Pierwszy raz zostałem twarzą firmy bukmacherskiej, ale nie mogłem odmówić, bo firmę otworzył mój wieloletni przyjaciel. Zapraszam do wywiadu z nim.
✅Skąd się wziął?
✅Czym chce się wyróżnić?
✅Jak wygląda rynek?
😜Skąd taki zajebisty ambasador?https://t.co/gArpliZXek— Krzysztof Stanowski (@K_Stanowski) April 1, 2021
Oficjalny partner bukmachera Fuksiarz
Nie tylko sam Krzysztof Stanowski zaangażował się w bliską współpracę z Fuksiarzem. Oficjalnym partnerem buka została bowiem cała grupa Weszło, na czele z serwisem internetowym, radiem i telewizją.
– Chcemy, aby Fuksiarz.pl był jakiś. Nie chcemy budzić kontrowersji za wszelką cenę, ale zależy nam na rozpoznawalności oraz dotarciu do szerokiego grona odbiorców. Zarówno cała Grupa Weszło, jak i Krzysztof Stanowski, znani są z nieszablonowego stylu. Jesteśmy przekonani, że jako bukmacher zyskamy na tej współpracy wizerunkowo. Nasza obecność na Weszło to nie tylko czerpanie z korzyści, jakie daje ten serwis. My także dołożymy swoją cegiełkę do rozwoju Grupy Weszło. Posiadamy w zespole wielu specjalistów z różnych dziedzin i jestem głęboko przekonany, że będziemy w stanie wypracować efekt unikalnej synergii w świecie sportu i zakładów sportowych – podkreśla Marcin Szpalerski, CEO Fuksiarz.pl.

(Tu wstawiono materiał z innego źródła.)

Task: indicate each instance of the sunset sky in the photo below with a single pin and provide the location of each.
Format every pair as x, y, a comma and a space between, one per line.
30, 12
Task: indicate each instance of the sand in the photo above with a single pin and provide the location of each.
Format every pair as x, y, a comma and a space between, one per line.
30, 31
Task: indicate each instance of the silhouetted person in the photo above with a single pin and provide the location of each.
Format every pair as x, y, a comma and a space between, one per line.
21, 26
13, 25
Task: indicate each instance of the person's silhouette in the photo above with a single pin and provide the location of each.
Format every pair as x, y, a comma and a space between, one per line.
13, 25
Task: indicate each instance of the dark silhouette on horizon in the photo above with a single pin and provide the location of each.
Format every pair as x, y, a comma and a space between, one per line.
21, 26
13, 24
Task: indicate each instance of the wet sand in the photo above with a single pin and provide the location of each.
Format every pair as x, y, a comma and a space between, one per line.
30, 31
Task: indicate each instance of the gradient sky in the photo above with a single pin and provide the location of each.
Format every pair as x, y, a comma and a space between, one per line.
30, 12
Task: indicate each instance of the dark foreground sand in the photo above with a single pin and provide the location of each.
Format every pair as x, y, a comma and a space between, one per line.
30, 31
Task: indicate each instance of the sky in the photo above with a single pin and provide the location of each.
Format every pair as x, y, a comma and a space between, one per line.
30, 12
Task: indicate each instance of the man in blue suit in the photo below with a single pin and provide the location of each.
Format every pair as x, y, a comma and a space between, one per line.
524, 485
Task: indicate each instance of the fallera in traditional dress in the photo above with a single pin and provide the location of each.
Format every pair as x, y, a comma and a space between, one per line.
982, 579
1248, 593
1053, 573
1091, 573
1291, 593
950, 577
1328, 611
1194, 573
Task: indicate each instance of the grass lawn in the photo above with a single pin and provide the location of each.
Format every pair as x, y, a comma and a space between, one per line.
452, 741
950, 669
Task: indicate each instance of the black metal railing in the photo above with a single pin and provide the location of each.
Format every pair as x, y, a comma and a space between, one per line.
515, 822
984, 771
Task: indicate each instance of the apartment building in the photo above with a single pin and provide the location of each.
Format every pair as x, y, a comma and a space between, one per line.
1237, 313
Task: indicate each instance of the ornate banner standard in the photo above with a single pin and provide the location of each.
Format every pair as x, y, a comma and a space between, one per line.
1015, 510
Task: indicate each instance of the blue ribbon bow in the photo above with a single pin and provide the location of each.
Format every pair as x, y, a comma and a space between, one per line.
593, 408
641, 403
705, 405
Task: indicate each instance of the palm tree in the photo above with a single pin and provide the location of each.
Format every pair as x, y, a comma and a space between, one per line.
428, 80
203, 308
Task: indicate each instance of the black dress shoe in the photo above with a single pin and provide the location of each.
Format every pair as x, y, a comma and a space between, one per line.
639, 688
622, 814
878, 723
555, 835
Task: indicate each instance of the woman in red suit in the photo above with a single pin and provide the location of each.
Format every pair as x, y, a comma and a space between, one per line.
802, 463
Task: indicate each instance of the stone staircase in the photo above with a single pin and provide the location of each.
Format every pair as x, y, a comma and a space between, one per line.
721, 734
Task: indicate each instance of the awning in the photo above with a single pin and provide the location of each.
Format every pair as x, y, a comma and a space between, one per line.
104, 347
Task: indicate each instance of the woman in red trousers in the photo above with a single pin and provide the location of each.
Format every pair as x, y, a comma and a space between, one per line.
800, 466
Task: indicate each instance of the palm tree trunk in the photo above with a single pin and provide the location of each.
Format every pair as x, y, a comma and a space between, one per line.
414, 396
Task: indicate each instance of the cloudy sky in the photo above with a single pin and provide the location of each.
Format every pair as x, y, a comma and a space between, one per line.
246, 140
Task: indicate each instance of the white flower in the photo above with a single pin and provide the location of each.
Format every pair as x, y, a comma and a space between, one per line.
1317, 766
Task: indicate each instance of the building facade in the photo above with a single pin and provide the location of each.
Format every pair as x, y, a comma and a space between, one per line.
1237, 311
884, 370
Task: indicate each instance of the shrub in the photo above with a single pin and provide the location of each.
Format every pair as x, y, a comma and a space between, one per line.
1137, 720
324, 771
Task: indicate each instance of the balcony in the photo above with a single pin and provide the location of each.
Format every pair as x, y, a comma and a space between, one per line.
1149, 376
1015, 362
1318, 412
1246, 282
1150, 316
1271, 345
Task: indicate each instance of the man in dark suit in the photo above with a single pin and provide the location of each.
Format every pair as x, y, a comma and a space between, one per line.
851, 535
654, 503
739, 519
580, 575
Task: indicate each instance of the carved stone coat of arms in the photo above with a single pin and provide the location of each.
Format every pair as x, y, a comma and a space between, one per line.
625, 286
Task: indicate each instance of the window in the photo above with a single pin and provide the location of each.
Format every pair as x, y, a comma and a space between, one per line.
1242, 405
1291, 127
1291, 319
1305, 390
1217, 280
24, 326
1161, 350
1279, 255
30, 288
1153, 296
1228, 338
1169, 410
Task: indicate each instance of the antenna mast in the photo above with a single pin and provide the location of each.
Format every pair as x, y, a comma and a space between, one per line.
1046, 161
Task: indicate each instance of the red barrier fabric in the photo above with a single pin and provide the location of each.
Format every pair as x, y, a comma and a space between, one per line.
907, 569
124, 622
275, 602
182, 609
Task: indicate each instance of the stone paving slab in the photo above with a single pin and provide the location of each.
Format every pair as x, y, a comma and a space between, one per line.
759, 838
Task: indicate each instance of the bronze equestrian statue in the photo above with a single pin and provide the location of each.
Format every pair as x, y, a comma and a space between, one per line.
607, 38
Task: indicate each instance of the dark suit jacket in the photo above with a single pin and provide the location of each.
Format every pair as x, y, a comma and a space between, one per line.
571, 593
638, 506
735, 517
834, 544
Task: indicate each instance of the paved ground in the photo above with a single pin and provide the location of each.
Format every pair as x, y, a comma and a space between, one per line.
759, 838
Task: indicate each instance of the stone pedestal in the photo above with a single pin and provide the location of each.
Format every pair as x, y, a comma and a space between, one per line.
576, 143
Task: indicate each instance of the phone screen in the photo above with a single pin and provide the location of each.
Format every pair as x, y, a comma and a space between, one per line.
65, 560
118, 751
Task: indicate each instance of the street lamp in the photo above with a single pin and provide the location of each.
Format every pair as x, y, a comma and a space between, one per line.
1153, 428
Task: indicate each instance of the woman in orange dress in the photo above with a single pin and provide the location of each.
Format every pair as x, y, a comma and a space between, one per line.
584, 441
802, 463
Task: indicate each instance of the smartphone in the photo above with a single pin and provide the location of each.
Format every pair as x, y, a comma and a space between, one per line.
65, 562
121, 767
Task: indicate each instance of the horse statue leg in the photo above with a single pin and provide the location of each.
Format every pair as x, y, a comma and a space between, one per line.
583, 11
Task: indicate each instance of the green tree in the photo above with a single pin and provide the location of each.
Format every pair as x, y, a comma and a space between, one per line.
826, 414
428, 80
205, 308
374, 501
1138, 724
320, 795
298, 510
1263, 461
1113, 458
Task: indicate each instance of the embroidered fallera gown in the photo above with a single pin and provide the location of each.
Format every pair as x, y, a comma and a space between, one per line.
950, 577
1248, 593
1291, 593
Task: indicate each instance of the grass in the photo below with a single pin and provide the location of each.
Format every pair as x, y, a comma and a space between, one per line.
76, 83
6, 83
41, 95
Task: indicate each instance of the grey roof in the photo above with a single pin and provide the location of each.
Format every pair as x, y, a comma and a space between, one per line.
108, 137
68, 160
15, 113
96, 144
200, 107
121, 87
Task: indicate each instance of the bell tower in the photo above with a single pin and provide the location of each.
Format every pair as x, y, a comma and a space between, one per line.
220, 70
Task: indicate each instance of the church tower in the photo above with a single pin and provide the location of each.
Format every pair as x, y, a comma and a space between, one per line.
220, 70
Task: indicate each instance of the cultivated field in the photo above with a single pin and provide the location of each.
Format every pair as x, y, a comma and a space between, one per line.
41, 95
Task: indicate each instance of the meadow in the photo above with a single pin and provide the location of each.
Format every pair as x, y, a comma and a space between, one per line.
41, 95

Przeczytaj również: Formy płatności u legalnych bukmacherów | wpłaty i wypłaty
Dlaczego Fuksiarz?
Skąd wzięła dość nieszablonowa nazwa nowego legalnego bukmachera? Tak to tłumaczy Marcin Szpalerski w rozmowie z weszlo.com: – Wszyscy mają w nazwie słowo „bet”, my chcieliśmy się odróżnić. I generalnie każdy uważa, że jego nazwa jest najlepsza. My mieliśmy różne inne w głowach, ale wyszliśmy z założenia, że to nie nam nazwa ma się podobać, tylko klientom. Zrobiliśmy badania fokusowe, było kilka tysięcy respondentów. Z pośród kilkunastu propozycji, wygrał Fuksiarz.
Czas zweryfikuje plany
W Polsce ogromny udział w rynku zakładów wzajemnych mają STS i lider naszego rankingu bukmacherów – Fortuna, ale wiele mniejszych podmiotów również potrafiło znaleźć sobie miejsce. Nowemu operatorowi ciężko będzie zagrozić hegemonii gigantów, ale przecież nie od razu Rzym zbudowano. Dlatego z ciekawością będziemy się przyglądać losom Fuksiarza na polskiej scenie zakładów bukmacherskich online.